Milton Little, United Way’s CEO, said there had been cases where a couple of organizations had collaborated on a project, but never all four of metro Atlanta’s regional organizations.
“The value of this was that it wasn’t forced,” Little said. “It was voluntary.”
But the four executives also realize this is a special window that might not last. “I would hope we have a long enough tenure for each of us so it becomes institutionalized – that this is just what you do,” Hooker said. “We seem to be in an unprecedented time in history. We have so many good people in important leadership spots, and we seem to have an affinity for each other.”
Philipp said that she thinks this kind of collaboration is unique among other cities in the country.
“That’s why we need to help our boards understand this,” Hooker said. Eventually, the four groups hope to link together their staffs and boards so they can work on a collaborative impact model that would include several initiatives in addition to education.
As the Cristo Rey Atlanta Jesuit High School prepares to move to its new quarters, it is in the final stretch of a $25 million campaign. And it only has a few weeks left to raise $1.97 million so it can benefit from a challenge grant.
“Today’s number is $1,968,746 to go,” said Bill Garrett, CEO of the school. “If we secure that amount of funding, we will not only get the match of $1 million from the anonymous foundation but also will have enough funds to build the gymatorium which will serve the school for decades to come.”
At a minimum, Garrett said it will need another $1 million before early January. “We have lots of asks but not sure what will come,” Garrett said, adding that it can borrow some money to close out the campaign, but that would put pressure on the school’s operations.
Cristo Rey serves disadvantaged students, and it provides employment experience while they attend high school. The new location in downtown Atlanta will allow the Atlanta school to serve about 500 students.
Atlanta Mayor Kasim Reed honored Anna Foote, deputy director of administration of HOPE Atlanta, with the Phoenix Award at the December board meeting of Invest Atlanta.

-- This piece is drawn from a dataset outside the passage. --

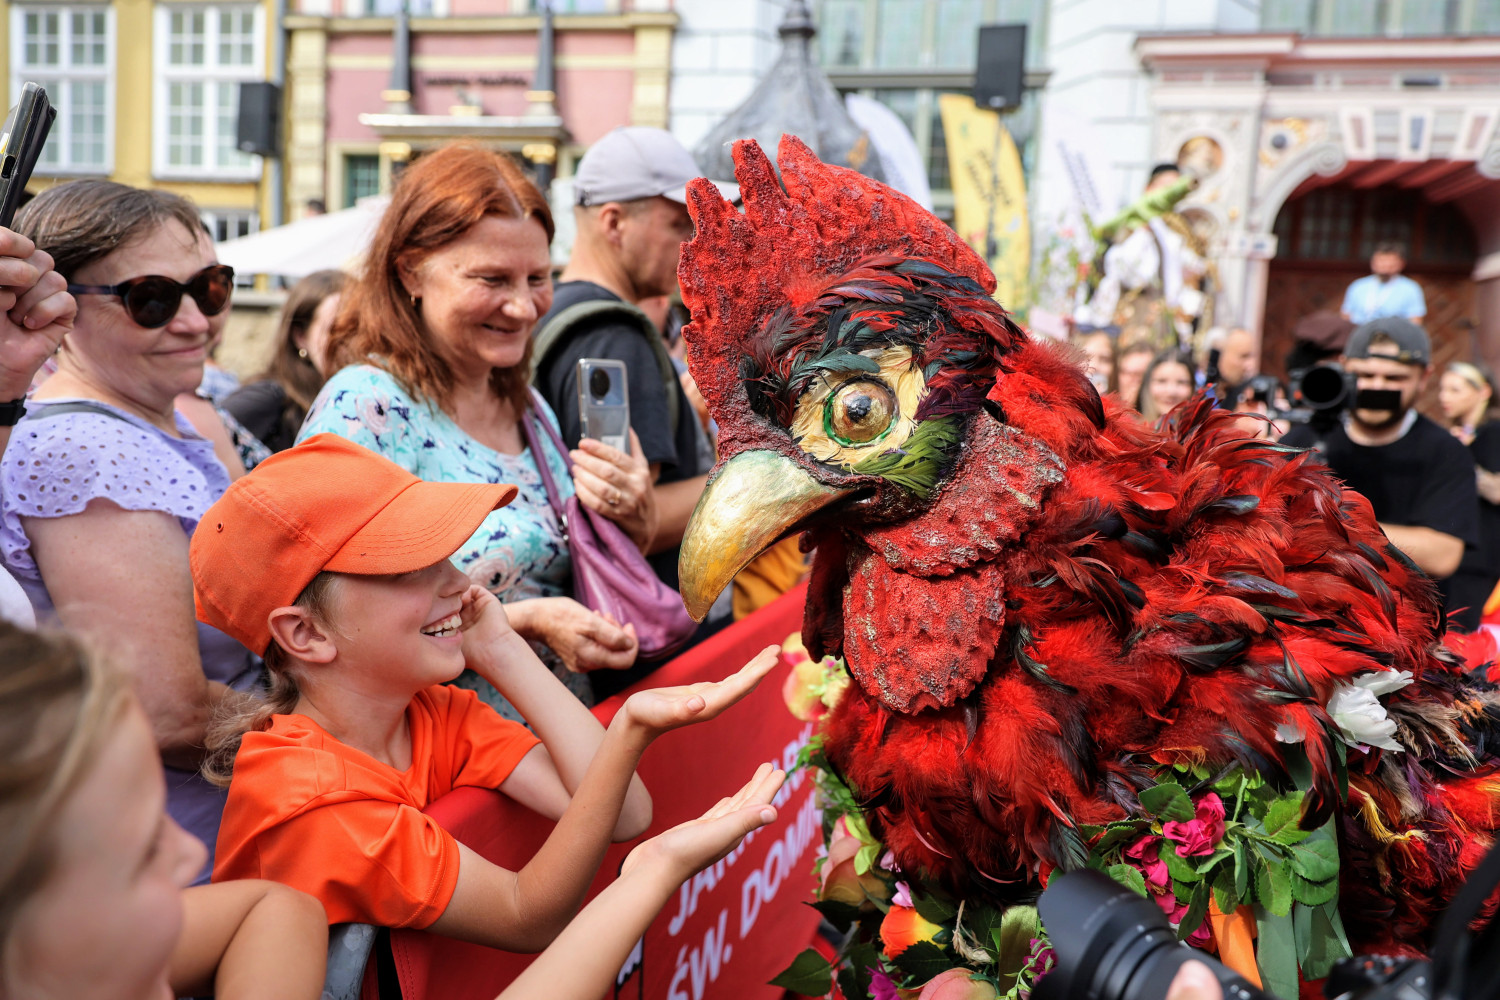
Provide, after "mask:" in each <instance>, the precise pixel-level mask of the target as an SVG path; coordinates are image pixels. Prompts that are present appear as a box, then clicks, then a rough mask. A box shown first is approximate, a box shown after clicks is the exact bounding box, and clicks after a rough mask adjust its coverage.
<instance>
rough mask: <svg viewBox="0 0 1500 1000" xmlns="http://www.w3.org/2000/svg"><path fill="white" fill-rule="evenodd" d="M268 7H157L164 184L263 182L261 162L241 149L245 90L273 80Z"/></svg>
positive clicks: (162, 6)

Foote served on the Invest Atlanta board for more than eight years, making her the longest consecutively serving board member in the agency’s 40-year history.
HOPE Atlanta is a 116-year nonprofit with a mission to confront the root causes of homelessness and offer a hand to promote lifelong stability.
“It is a privilege to work in nonprofits, to lift up those in need and to offer a hand to those in crises,” Foote said. “Atlanta has a generous philanthropic community and history of giving to vital causes, such as homelessness.”
HOPE Atlanta recently raised a record of nearly $400,000 at its recent dinner at The Fox Theatre.
The funds will towards HOPE Atlanta’s Supportive Services for Veterans and their Families program to help homeless veterans find rapid and affordable housing. The organization’s fundraiser was its most successful ever thanks to pre-event donations from sponsors as well as texted donations during the event.
The event honored Aaron Goldman, president and principal at Perennial Properties and co-founder of the Atlanta Real Estate Collaborative.